Cengiz kahkaha attı.
"Amcamlara benzemiyo! Amcamlar bi sağ bi sol-" dedi yumruğunu kaldırarak. Tolga'nın dürtüp beni göstermesiyle sustu, kıkırdadı.
Devam ettim,
"Ayrıca Anne Peri, bu çocuk perilere güzel güzel yemekler yapar, çocuk periler onları yiyince Anne Peri çok çok mutlu olurmuş."
Tolga devam etti,
"Anne Peri'nin en sevdiği yemek tarifi ise; büyülü, mega sihirli Knorr Ezogelin'miş."
Devam ettim,
"Bu arada Baba Peri, tüm gün bır bır konuşur, yemek yeme vaktinde bir güzel yer, sonra Anne Peri'yi kızdırmak için uğraşırmış."
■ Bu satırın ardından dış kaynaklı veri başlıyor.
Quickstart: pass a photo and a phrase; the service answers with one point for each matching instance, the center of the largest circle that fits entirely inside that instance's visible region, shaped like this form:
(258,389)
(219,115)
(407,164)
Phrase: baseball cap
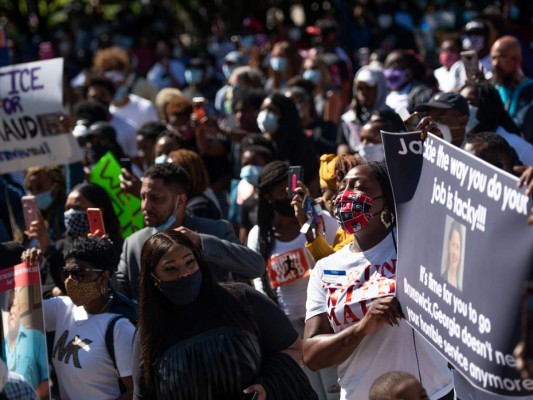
(445,101)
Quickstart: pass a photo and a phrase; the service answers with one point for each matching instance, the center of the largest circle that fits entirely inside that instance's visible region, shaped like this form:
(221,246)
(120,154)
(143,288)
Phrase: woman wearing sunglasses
(81,351)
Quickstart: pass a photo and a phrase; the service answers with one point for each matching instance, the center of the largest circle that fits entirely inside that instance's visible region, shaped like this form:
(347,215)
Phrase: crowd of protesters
(225,293)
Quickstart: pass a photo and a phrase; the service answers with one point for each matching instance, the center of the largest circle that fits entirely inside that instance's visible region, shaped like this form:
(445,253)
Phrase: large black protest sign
(464,253)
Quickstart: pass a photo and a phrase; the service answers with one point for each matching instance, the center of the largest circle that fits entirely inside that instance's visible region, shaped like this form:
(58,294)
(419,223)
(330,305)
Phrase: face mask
(227,70)
(177,52)
(76,223)
(446,133)
(294,34)
(82,293)
(169,222)
(251,173)
(396,78)
(278,64)
(181,291)
(473,42)
(352,210)
(472,119)
(385,21)
(283,207)
(372,152)
(267,122)
(162,159)
(312,75)
(247,41)
(44,200)
(193,76)
(447,59)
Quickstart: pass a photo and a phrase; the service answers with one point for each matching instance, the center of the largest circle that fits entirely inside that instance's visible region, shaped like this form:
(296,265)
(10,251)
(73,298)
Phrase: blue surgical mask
(312,75)
(163,158)
(278,64)
(183,291)
(193,76)
(250,173)
(44,200)
(227,70)
(267,122)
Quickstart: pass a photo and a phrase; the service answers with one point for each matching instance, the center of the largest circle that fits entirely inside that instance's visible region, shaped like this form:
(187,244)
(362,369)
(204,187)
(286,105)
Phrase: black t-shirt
(274,330)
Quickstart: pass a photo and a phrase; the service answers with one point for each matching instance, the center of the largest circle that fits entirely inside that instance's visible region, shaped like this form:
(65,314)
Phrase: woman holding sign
(353,320)
(278,238)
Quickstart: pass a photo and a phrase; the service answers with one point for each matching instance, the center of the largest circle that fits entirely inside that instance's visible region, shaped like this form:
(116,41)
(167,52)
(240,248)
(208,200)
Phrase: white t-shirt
(80,357)
(343,286)
(288,268)
(136,111)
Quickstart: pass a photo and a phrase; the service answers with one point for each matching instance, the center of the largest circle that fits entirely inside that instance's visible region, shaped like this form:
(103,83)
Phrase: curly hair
(111,59)
(96,251)
(55,172)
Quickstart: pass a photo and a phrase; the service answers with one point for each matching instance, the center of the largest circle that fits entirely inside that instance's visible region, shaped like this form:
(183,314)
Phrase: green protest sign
(127,207)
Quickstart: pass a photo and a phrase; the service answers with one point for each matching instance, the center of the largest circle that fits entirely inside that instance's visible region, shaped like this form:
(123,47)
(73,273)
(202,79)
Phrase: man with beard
(516,90)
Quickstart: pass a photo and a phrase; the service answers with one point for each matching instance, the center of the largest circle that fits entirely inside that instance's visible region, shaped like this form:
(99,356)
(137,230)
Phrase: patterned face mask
(352,210)
(76,223)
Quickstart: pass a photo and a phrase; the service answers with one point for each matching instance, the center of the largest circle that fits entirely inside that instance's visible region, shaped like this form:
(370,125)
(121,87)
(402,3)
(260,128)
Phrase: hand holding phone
(96,221)
(30,210)
(295,175)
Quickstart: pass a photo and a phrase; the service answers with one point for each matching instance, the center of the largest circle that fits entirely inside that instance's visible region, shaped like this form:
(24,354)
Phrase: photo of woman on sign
(453,253)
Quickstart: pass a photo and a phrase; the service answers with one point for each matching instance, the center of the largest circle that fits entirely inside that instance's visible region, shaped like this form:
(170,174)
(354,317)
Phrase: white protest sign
(31,103)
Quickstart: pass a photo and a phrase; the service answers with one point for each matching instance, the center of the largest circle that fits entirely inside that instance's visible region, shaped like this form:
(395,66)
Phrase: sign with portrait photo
(464,253)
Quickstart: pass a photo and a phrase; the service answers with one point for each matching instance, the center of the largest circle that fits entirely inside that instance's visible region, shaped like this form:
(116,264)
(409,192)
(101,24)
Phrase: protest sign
(127,207)
(464,253)
(31,130)
(24,344)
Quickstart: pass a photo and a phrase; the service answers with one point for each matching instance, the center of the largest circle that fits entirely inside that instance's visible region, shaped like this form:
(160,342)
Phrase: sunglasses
(78,274)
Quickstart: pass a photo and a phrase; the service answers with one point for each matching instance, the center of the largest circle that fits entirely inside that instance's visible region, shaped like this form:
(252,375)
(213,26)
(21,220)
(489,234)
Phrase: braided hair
(273,173)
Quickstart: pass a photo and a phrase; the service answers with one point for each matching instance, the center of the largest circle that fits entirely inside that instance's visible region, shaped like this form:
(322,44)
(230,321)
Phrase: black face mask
(283,207)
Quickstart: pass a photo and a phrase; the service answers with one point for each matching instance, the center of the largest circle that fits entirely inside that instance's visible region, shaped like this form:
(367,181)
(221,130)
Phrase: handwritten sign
(31,104)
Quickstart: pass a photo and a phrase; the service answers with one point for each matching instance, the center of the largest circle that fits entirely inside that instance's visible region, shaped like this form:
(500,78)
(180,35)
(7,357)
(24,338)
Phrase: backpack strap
(110,345)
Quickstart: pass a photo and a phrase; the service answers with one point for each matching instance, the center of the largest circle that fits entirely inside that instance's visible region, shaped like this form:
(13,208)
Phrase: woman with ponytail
(278,238)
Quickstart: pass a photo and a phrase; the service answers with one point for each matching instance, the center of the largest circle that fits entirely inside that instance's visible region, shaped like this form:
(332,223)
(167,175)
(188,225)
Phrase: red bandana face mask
(352,210)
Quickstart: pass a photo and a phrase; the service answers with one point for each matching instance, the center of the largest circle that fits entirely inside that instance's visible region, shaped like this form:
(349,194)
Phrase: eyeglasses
(78,274)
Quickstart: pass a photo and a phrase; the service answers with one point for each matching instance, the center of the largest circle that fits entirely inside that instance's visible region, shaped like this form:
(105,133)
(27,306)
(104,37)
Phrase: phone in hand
(295,174)
(198,104)
(471,63)
(30,210)
(527,322)
(96,221)
(410,121)
(126,164)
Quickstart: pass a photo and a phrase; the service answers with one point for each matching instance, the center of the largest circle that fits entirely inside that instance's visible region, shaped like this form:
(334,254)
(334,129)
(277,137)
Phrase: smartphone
(96,221)
(410,121)
(198,104)
(30,210)
(126,164)
(471,63)
(527,322)
(295,174)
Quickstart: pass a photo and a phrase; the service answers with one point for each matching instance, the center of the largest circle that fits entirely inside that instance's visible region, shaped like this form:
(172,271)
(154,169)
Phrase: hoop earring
(387,218)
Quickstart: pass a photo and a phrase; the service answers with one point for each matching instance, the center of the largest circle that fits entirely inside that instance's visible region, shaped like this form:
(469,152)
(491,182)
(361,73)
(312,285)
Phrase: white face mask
(267,122)
(472,119)
(372,152)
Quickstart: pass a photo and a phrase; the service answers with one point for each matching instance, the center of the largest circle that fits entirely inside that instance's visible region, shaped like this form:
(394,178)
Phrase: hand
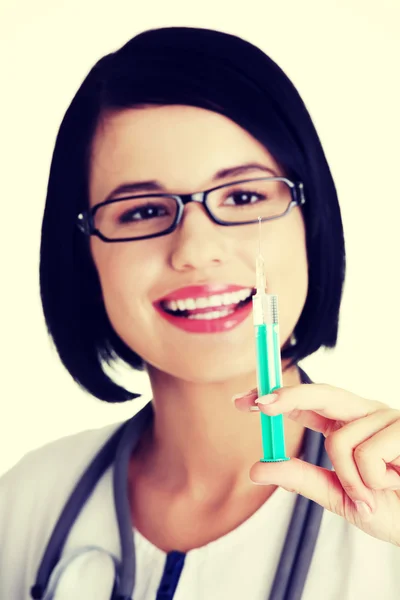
(363,444)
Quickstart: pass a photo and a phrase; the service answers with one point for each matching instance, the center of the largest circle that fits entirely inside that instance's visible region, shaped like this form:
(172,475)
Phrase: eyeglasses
(152,215)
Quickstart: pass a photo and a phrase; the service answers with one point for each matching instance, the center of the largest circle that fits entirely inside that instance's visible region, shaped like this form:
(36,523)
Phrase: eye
(139,213)
(240,198)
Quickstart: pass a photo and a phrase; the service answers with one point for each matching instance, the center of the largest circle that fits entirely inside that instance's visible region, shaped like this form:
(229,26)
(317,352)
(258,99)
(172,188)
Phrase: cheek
(124,279)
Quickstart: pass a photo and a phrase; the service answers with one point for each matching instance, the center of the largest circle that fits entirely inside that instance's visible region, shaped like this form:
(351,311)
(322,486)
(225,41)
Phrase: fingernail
(268,399)
(247,394)
(363,509)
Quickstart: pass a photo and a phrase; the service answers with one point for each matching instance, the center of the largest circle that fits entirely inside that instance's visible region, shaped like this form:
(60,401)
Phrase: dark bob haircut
(210,70)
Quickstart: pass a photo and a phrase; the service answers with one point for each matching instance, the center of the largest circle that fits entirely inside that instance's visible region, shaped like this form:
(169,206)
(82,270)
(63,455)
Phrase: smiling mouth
(208,308)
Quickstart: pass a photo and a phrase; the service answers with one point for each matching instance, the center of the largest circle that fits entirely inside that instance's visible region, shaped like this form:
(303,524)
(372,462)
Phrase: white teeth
(215,314)
(211,301)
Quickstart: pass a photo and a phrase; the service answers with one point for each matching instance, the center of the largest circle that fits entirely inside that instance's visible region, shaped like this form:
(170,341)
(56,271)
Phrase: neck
(199,443)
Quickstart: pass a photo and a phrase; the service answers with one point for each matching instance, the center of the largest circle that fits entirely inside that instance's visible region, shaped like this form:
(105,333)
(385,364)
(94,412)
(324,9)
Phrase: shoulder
(57,460)
(32,494)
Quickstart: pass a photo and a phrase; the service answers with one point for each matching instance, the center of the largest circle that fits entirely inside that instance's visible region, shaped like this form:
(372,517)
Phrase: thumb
(316,483)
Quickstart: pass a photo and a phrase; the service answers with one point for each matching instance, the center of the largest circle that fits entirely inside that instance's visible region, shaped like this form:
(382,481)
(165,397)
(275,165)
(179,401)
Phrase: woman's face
(182,148)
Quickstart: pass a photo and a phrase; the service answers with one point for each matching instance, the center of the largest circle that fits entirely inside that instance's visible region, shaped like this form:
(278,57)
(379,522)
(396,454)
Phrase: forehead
(181,146)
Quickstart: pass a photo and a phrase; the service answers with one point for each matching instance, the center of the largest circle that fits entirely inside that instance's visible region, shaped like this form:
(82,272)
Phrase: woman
(137,263)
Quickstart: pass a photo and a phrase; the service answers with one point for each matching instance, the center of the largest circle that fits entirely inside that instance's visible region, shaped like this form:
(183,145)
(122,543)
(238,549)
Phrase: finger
(316,483)
(330,402)
(342,447)
(245,401)
(375,456)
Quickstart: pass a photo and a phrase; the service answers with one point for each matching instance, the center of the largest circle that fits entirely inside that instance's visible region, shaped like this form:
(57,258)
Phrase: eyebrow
(156,186)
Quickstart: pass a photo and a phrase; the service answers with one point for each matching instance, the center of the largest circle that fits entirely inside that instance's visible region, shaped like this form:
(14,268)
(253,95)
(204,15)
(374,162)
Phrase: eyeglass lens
(236,203)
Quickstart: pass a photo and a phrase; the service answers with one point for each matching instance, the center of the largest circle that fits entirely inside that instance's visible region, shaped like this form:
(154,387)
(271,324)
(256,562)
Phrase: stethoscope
(295,559)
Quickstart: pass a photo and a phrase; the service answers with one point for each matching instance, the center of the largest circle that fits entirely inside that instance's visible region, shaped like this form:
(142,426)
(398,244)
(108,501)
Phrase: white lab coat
(347,564)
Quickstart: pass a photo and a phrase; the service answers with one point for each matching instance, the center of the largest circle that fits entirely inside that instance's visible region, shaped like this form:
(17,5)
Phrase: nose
(198,243)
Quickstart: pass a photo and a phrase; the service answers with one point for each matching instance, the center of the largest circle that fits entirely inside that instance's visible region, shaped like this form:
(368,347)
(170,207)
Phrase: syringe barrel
(265,309)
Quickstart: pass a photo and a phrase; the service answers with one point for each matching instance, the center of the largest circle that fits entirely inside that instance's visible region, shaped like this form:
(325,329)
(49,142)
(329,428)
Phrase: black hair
(211,70)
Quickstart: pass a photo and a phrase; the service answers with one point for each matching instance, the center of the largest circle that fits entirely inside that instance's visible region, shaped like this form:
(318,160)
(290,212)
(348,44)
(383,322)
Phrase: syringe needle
(260,272)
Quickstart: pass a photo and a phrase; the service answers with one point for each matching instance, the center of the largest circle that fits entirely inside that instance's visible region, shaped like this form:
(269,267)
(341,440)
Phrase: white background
(344,57)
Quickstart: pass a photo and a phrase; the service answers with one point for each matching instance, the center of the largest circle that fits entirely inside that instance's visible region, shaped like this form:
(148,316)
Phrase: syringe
(268,355)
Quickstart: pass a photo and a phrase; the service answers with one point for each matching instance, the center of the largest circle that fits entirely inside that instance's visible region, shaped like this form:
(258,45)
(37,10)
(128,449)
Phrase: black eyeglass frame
(85,220)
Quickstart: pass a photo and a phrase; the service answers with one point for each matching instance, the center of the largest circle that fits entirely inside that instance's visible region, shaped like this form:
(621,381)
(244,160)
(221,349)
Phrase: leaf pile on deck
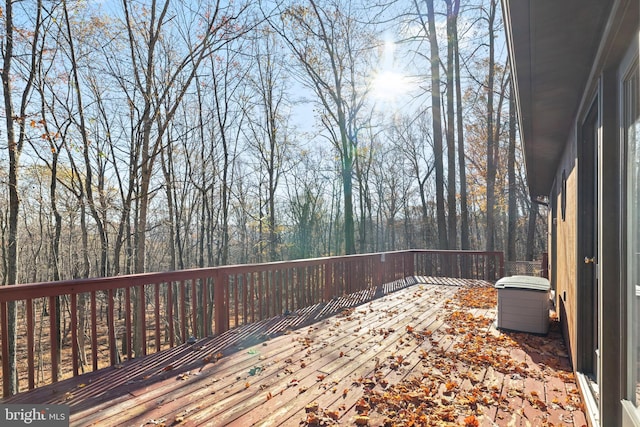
(471,375)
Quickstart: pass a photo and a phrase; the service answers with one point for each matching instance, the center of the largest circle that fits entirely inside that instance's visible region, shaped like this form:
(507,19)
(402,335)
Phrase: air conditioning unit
(523,304)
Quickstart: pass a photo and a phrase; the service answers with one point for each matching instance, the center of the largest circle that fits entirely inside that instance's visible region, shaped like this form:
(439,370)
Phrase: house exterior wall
(564,271)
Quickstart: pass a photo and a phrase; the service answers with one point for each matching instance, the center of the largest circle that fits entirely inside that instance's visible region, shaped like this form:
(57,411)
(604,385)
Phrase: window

"Ama Baba Peri bunları hep sevdiğinden yaparmış."
"Anne Peri'nin en sevdiği atasözü 'Çevir kazı yanmasın' mış."
Tolga tamamladı,
"Sonra mutlu mesut yaşamışlar! Hadi uyku vakti!"
Oğlanlar bir ağızdan sızlandılar, ancak babalarının kararının değişmeyeceğini anlayınca gözlerini kapadılar.
5-6 dakikaya da uyuyakaldılar zaten.
Sessizce kalkıp üstlerini örttük, odadan çıktık. Çocukların kapısını kapadığı gibi beline bir çimdik attım;
"Seni o büyülü ezogelinde boğarım!"
Bir kahkaha attı, kolunu belime sardı, saçlarımın arasına bir öpücük bıraktı.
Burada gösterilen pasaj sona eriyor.